If you're worried it's not genuine, call them up to check.

But, from what you've said, I would assume they're just checking your details. Could be anything, maybe they're doing an audit of details to see how many mistakes they've got, maybe they're trying to process a massive rebate for you (you can always dream), who knows.


----------



## Malayan Jelutong (Nov 23, 2012)

Thanks everyone. I'll give them a call to check. It looks genuine and yes that' the information that they'e asked me to confirm, even though they've addressed me by name and obviously have my address.


----------



## ddraig (Nov 23, 2012)

i got one recently and filled in the info online


----------



## Pingu (Nov 23, 2012)

its probably cis yo have dropped of the radr. no longer getting jsa.. not employed...


----------



## geminisnake (Nov 23, 2012)

What Pingu said. If you're not signing on they want to know what you ARE up to  But I would phone and make sure or respond online if you can.


----------



## Manter (Nov 23, 2012)

Malayan Jelutong said:


> Name, NI number, Address, previous addresses, PAYE number, address of employer. All the info is on one page.
> 
> They've addressed it to me and got my address, so I'm assuming it's for me because I only moved here two months ago.
> 
> Do normal, working people get these forms?

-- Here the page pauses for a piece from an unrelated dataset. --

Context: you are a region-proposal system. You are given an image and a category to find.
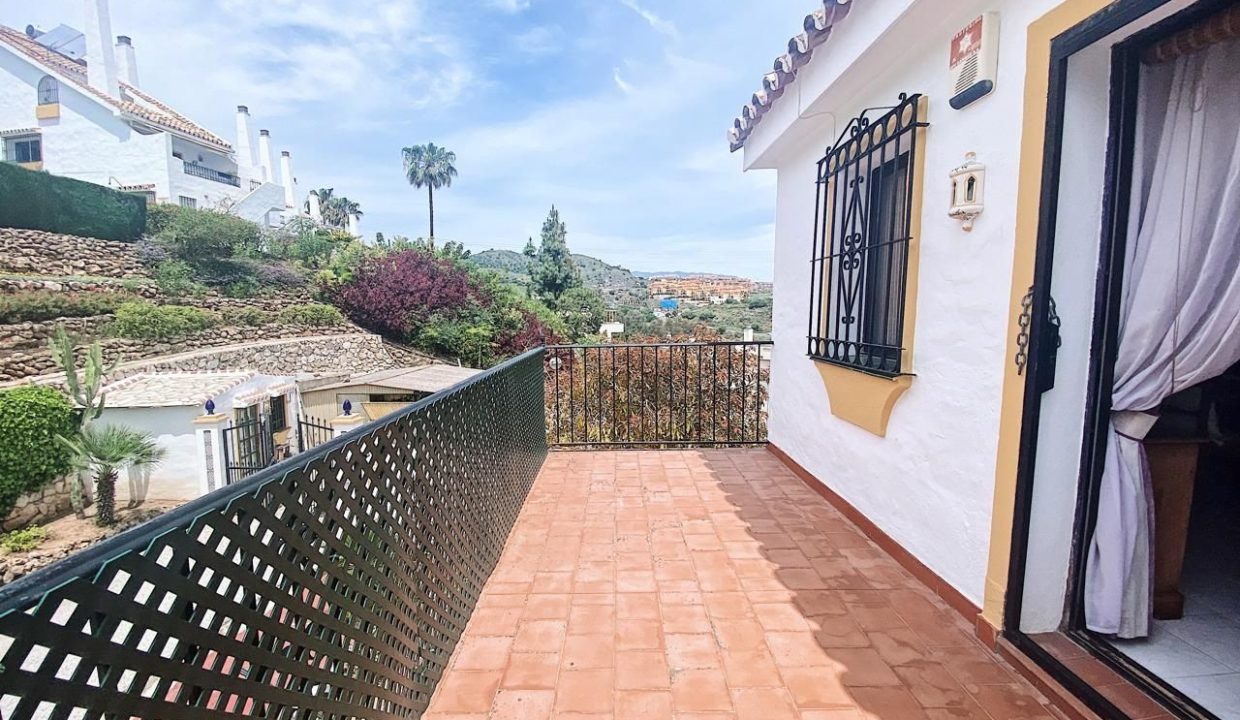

yup, I get those letters.  Don't worry about them- but call them


----------



## porp (Nov 26, 2012)

Hello
If you look at the bottom of the letter, does it have a reference number -perhaps P91?
These kinds of letters get sent to people to ensure that their tax records are up to date and that they have been correctly taxed. If you leave employment or come off benefits mid-year tax allowances may not be correctly given in full.
The fact that they are asking for your NI number is not necessarily 'suspect' -  there are a number of people with both temporary and permanent NI numbers issued to them, and this information can help in those cases to join up unconnected employment records.


----------



## Puddy_Tat (Nov 26, 2012)

porp said:


> If you leave employment or come off benefits mid-year tax allowances may not be correctly given in full.


 
Indeed.  You may be due a tax refund if you left a job in November-ish having been paying tax for half a year.  I take it you don't need to do a tax return?

What address have they asked you to return the letter to?  Have you googled it?

Scams by letter are relatively rare.  E-mails telling you you're entitled to a tax refund and if you just reply with your bank details are invariably bollocks.


----------



## prunus (Nov 29, 2012)

Don't be scared, there's no way it could possibly affect you trying self-employment, HMRC absolutely don't mind what you do as long as you pay them your due tax 

Also, just call the number on the letter, they have invariably been very friendly helpful and understanding whenever I've spoken to them (which is often).

Nothing to worry about.


----------